Plinio Vidigal Xavier da Silveira
Recentemente a imprensa comemorou os 40 anos do Estatuto da Terra (ET). Comemorou!? As matérias publicadas mais pareciam referir-se a um velório do que a um aniversário. O choro abundante deveu-se à conjugação de dois fatores que, pelo fato de se apresentarem sincronizados, produziram um ranger de dentes na esquerda em geral.
Primeiramente consistiu na consideração de que o ET foi uma lei de Reforma Agrária magnífica, espetacular, maravilhosa, fora de série, e o que quiserem mais. Nos arraiais da esquerda não se poupam elogios ao texto. Mas a isso se soma o segundo fator melancólico: o ET não foi aplicado!
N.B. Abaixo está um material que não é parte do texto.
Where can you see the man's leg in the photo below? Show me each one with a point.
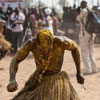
(85, 55)
(92, 58)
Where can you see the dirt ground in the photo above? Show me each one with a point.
(27, 67)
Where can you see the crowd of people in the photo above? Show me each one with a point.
(48, 49)
(18, 21)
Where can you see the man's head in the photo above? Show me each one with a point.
(45, 39)
(83, 4)
(17, 10)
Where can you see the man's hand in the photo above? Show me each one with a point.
(12, 86)
(80, 79)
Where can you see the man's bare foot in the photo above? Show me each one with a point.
(1, 68)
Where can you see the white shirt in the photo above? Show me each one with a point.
(50, 26)
(20, 17)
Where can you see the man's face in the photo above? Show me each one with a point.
(84, 5)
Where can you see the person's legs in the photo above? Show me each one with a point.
(14, 42)
(20, 38)
(92, 58)
(85, 55)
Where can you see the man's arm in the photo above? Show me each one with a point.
(68, 44)
(20, 56)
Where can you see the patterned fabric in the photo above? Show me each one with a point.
(4, 45)
(52, 87)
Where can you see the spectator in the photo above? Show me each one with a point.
(86, 42)
(17, 19)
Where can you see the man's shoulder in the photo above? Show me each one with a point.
(31, 41)
(61, 39)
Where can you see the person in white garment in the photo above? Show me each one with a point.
(48, 20)
(86, 42)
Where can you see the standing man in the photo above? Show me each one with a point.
(48, 82)
(17, 19)
(86, 41)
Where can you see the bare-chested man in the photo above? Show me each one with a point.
(48, 82)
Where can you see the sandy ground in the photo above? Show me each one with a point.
(27, 67)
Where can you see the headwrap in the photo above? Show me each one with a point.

Como foi possível –– perguntam-se os agro-reformistas –– ter sido engavetado um texto que realizava tão a fundo os desejos da esquerda em matéria de socialismo agrário, descido do céu pelas mãos de um regime de força, e que tinha tudo para ser imposto truculentamente à Nação, numa época em que os militares gozavam do auge do prestígio popular?
O fato parece realmente perplexitante. Mas só para quem não conheceu aquele período de nossa história, ou então agora, quatro décadas decorridas, não estuda os acontecimentos de 1964 com a devida isenção de ânimo.
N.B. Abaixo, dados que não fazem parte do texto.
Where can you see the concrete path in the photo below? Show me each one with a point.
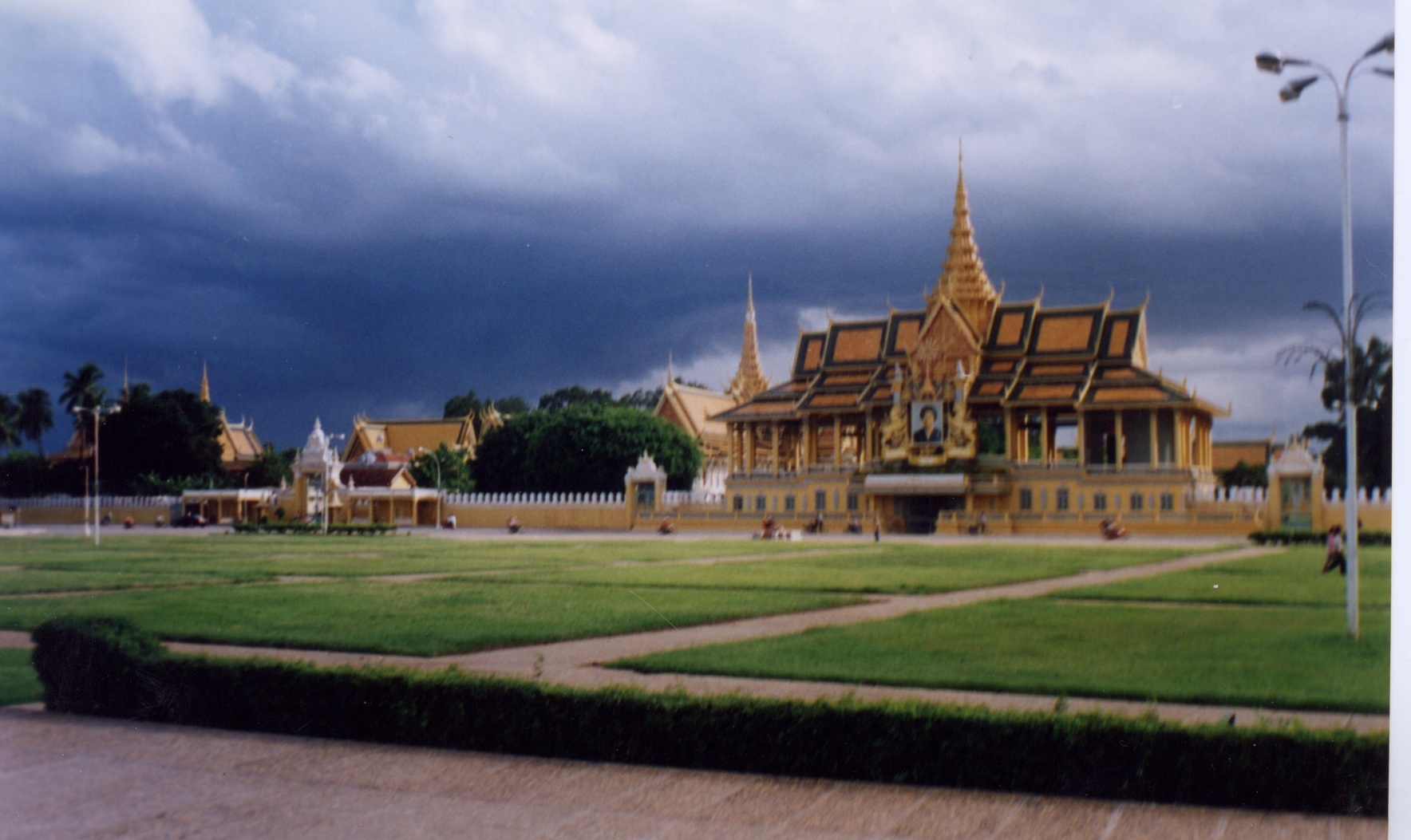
(85, 779)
“A melhor lei agrária chega aos 40 anos”, foi o título de um artigo publicado em um matutino paulista.(1) E o subtítulo não é menos bombástico: “O Estatuto da Terra é a legislação brasileira mais estudada no exterior”. Trata-se, diz o corpo do artigo, da “mais importante lei agrária brasileira e uma das mais completas do País”.
E o mesmo jornal reconheceu mais tarde, em editorial, que se trata de uma “lei que pouco saiu do papel”.(2) Também o agrônomo Xico Graziano deixa claro: “A lei [o ET] nunca conseguiu promover a distribuição fundiária tão aguardada”.(3)
A explicação do paradoxo entretanto é simples. Ela pede apenas, para ser bem entendida, um rápido histórico.
O período que mediou entre 1960 e 1964 foi de agitação agrária no Brasil: as Ligas Camponesas (espécie de MST da época); a estranha renúncia do populista Jânio Quadros e a subida do governo pró-comunista de João Goulart; uma intensa propaganda da Reforma Agrária socialista e confiscatória.
De outro lado, havia a grande expansão da TFP, sob a égide lúcida e firme de Plinio Corrêa de Oliveira, mostrando a incompatibilidade visceral entre o socialismo agrário e a doutrina católica.
Comunismo e anticomunismo buscavam a conquista da opinião pública, numa disputa quase diária que se traduziu em lances de todo tipo: livros, conferências, entrevistas, campanhas, panfletos. Até enfrentamentos em praça pública se deram mais de uma vez, quando comunistas inconformados atacaram rapazes da TFP que divulgavam suas publicações para uma população ávida de argumentos e pensamento. Foi preciso aos propagandistas da TFP muita galhardia e coragem para dispersar esses magotes de furiosos.
O fato concreto é que o povo brasileiro pacato, amigo das tradições, da família e da propriedade, inclinou-se decididamente pelo anticomunismo. Jango não soube avaliar a situação e usou uma tática politicamente suicida: avançar mais e mais na direção da esquerda, quando o terreno lhe era completamente adverso. Vieram as marchas que encheram as ruas e praças das principais cidades do País, dizendo não ao comunismo e em particular à Reforma Agrária socialista e confiscatória.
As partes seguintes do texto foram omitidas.